Bug 488866 - crash/assert in replication when supplier attempts to reconnect to consumer during init or update
Summary: crash/assert in replication when supplier attempts to reconnect to consumer d...
Alias: None
Product: Red Hat Directory Server
Classification: Red Hat
Component: Replication - General
Version: 8.1
Hardware: All
OS: All
Target Milestone: ---
: ---
Assignee: Rich Megginson
QA Contact: Chandrasekar Kannan
Depends On:
Blocks: 249650 FDS1.2.0
TreeView+ depends on / blocked
Reported: 2009-03-06 01:01 UTC by Michael Gregg
Modified: 2015-01-04 23:36 UTC (History)
5 users (show)

Fixed In Version: 8.1
Doc Type: Bug Fix
Doc Text:
Clone Of:
Last Closed: 2009-04-29 23:11:15 UTC
Target Upstream Version:

Attachments (Terms of Use)
patch (6.28 KB, patch)
2009-03-06 18:38 UTC, Rich Megginson
no flags Details | Diff
cvs commit log (386 bytes, text/plain)
2009-03-06 20:02 UTC, Rich Megginson
no flags Details
patch2 (4.81 KB, patch)
2009-03-11 02:16 UTC, Rich Megginson
no flags Details | Diff
cvs commit log (460 bytes, text/plain)
2009-03-11 13:42 UTC, Rich Megginson
no flags Details
patch3 (14.08 KB, patch)
2009-03-12 01:40 UTC, Rich Megginson
no flags Details | Diff
cvs commit log (623 bytes, text/plain)
2009-03-12 02:17 UTC, Rich Megginson
no flags Details

Description Michael Gregg 2009-03-06 01:01:02 UTC
Description of problem:
when running reliab15 ns-slapd crashes with assertions and/or segfaults
Seems to be related to having HPUX in the mix.

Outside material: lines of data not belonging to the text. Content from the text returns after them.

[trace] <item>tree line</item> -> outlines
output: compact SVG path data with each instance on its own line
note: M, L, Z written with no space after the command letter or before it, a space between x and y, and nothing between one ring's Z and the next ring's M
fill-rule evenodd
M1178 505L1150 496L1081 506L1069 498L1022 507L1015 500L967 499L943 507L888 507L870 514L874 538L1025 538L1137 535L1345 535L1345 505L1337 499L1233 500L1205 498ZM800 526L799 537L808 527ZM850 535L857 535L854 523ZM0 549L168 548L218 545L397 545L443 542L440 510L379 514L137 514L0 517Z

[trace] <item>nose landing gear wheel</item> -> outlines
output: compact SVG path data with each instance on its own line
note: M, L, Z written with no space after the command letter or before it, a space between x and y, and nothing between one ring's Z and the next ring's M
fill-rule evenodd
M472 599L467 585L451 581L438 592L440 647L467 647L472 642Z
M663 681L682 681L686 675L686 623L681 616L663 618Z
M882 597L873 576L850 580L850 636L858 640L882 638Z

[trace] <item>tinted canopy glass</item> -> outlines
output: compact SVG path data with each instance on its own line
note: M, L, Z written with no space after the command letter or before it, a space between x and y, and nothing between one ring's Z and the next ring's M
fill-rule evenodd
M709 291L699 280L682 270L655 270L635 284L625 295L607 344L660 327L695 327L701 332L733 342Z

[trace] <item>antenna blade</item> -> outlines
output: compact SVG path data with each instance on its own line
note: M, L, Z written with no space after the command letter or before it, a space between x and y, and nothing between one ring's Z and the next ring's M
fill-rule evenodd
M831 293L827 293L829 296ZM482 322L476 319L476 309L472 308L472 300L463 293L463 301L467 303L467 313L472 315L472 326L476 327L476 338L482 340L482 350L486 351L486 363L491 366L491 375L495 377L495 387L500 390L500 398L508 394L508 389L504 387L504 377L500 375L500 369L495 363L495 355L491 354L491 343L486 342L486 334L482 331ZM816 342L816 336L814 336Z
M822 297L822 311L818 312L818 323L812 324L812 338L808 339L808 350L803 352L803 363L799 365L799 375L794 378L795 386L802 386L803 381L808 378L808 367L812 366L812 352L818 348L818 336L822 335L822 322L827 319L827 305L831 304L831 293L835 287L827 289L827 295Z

Version-Release number of selected component (if applicable):
8.1 daily from Mar-4

How reproducible:

Steps to Reproduce:
1. setup up reliab15. Include at least one HPUX machines as a master.
2. run the test 
3. observe the HPUX master
Actual results:
The HPUX machine exits at some point

Additional info:
Attached files will be the gdb output from the HPUX machine, and the replica it communicates with.

In this setup, there is 4 masters:
zeta, baggins, delta, and switch

All of these machines are in the dsdev.sjc.redhat.com domain.

these machines have been left running, and not cleaned up for observation.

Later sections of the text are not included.